The proposal addresses a key military requirement for both armies and is an unprecedented offer the US has made unique to India, Deputy Defence Secretary Ash Carter,said Monday at the Centre for American Progress, a Washington think tank.
The Javelin is a manportable, fire-and-forget, antitank missile employed by dismounted infantry to defeat current and future threat armoured combat vehicles.
Carter, who with Indian National Security Adviser Shivshankar Menon heads the two countries' Defence Trade and Technology Initiative (DTI), said the US is committed to continuing to put new ideas on the table. He was reviewing Friday's "successful meeting" between Prime Minister Manmohan Singh and President Barack Obama, "the strong and rapidly growing defense partnership between the US and India, as we execute.... the rebalance, so-called, to the Asia Pacific region."
Asserting that US and India are "destined to be partners on the world stage," he said, "we're each big, complicated democracies. We move slowly, but over the long run we also move surely. And that to me is the trajectory for us and India in the defence area."
During a trip to India last month he had delivered a second round of potential capability areas of cooperation proposed by US industry. In India, Carter also made sure to hear from senior Indian industry representatives about their ideas for increasing private-sector partnerships.
The push to reach the next level of defence collaboration and co-development with India comes after 15 months of effort between the countries to overcome bureaucratic obstacles to such work under DTI, Carter said. Among the advances made possible through DTI, Carter said, involved export controls. "We have demonstrated repeatedly that we can release sensitive technology to India," Carter said. "We've adapted our system in ways that will speed our release process for India," he added, "especially in the Department of Defence, recognizing that for . all partners this process is subject to case-by-case review and there will always be some technologies that we will keep to ourselves."
Areas of progress include technology transfer, licensing agreements, license exceptions, end-use monitoring and others. "We've also taken unprecedented steps to identify forward-leaning proposals by industry, from industry on both sides for defence items to be co-produced and-the true measure of our common goal-co-developed by the US and India," Carter said.
These include a maritime helicopter, a naval gun, a surface-to-air missile system and a scatterable antitank system, all of which were discussed with Indian officials during his recent visit, he said. "In each instance," Carter noted, "the United States has fast-tracked these projects to ensure that our internal processes are ready to go as soon as the Indian government wants to move forward."

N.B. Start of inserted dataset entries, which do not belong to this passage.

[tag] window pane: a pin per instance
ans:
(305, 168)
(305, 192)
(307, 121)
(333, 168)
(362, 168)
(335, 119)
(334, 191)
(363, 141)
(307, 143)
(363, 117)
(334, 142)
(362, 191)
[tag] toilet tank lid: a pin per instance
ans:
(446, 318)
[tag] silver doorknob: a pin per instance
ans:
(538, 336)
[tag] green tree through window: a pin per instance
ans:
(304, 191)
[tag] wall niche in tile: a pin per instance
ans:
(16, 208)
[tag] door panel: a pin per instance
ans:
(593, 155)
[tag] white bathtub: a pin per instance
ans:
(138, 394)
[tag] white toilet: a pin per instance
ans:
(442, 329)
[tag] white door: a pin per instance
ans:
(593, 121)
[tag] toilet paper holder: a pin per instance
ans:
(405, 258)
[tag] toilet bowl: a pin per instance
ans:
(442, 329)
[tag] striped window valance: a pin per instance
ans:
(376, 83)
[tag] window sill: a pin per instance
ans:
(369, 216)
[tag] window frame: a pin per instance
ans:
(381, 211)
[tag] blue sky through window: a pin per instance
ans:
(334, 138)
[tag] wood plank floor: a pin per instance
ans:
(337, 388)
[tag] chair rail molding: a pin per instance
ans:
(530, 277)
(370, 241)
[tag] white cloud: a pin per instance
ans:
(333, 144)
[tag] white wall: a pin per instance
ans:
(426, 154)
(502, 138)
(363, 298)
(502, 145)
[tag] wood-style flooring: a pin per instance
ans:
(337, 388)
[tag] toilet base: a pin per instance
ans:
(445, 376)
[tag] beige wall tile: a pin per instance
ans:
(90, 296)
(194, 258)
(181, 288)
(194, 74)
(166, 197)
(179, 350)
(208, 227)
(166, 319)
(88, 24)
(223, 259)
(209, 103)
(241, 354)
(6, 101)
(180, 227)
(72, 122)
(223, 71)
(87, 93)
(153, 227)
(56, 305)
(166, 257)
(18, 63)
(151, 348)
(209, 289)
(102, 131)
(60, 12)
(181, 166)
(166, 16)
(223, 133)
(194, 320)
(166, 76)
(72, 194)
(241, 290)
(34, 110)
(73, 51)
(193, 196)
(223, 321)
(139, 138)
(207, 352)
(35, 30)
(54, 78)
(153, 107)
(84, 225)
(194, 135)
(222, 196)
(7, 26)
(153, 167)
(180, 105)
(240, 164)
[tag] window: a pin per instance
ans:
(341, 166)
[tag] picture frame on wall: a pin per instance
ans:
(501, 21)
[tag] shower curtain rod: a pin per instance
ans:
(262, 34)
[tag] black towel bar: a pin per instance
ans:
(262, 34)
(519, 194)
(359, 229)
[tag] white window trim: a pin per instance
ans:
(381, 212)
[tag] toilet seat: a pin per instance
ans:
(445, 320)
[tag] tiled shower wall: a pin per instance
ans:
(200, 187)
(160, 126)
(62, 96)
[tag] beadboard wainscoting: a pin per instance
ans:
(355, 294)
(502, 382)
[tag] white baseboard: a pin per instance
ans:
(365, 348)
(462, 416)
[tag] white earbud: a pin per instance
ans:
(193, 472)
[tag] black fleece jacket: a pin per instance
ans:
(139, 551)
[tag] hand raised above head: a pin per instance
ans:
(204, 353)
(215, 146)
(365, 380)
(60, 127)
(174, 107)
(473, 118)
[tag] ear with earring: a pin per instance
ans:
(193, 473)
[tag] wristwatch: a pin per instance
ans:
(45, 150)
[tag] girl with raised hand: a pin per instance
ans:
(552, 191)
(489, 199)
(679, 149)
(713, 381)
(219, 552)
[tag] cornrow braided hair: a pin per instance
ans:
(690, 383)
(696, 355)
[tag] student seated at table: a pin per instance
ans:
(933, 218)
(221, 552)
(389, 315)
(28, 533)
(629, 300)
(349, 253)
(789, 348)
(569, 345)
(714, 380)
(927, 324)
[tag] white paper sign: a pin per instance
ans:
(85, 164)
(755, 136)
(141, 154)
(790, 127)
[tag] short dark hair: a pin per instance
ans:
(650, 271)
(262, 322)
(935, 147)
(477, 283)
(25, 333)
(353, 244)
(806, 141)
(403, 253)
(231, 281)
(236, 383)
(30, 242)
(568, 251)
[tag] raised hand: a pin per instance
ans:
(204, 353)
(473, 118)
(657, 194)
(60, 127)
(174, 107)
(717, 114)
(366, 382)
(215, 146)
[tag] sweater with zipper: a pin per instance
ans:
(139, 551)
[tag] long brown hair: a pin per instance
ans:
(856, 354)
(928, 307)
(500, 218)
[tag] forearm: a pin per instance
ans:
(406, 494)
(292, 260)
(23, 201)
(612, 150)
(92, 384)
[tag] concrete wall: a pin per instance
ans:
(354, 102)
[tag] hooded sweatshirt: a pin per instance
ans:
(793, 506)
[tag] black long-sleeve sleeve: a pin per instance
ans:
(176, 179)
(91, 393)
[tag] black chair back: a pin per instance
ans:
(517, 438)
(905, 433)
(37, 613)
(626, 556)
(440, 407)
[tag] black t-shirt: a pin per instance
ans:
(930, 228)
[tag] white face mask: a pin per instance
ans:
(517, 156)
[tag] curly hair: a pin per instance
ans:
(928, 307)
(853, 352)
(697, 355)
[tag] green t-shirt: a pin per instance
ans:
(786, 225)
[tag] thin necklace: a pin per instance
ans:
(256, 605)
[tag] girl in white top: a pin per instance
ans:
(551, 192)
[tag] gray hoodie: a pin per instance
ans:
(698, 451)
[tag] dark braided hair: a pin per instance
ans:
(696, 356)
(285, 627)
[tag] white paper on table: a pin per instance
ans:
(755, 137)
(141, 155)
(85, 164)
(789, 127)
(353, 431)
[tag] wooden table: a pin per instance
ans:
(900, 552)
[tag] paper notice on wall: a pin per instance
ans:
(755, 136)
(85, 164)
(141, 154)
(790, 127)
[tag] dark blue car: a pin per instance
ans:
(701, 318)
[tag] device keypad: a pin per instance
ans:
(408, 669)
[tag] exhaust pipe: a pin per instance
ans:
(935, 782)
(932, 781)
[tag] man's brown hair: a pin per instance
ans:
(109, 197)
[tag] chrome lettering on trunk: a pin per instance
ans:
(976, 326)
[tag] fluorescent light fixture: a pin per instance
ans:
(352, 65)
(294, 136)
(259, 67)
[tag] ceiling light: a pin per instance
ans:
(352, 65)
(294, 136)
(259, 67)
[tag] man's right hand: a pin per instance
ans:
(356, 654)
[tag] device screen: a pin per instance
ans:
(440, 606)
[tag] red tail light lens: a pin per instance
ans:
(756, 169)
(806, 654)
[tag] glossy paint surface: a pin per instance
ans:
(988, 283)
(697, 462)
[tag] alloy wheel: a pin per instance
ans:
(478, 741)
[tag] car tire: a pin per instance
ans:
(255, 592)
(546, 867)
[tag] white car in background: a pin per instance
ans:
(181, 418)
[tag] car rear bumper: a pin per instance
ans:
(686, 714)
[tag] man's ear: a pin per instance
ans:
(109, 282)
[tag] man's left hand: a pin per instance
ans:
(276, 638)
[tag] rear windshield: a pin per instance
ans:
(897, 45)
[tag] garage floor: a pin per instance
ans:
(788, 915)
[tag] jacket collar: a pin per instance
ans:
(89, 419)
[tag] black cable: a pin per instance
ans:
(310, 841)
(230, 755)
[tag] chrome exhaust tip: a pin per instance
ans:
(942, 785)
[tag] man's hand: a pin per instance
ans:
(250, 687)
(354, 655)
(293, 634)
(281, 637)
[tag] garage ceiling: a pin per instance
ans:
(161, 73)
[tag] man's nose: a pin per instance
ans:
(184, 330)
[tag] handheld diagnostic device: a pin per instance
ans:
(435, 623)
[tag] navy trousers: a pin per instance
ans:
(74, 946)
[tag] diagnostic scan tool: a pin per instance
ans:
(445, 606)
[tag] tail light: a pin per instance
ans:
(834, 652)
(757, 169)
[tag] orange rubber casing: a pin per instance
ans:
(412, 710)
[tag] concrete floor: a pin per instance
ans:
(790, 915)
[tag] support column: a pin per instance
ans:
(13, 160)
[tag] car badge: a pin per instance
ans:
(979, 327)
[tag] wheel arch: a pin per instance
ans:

US and Indian research and development experts also play a critical role in areas that include the cognitive sciences and others in which the defence department would incentivise increased cooperation by US defence researchers, the deputy secretary said. "I let the Indian government know last week that I will be incentivising US researchers who seek and find Indian partners in key research areas we identified previously," he added. "We'll ensure that those innovative projects receive priority funding. This is an approach we've only ever taken with the United Kingdom and Australia, and now India will join that company."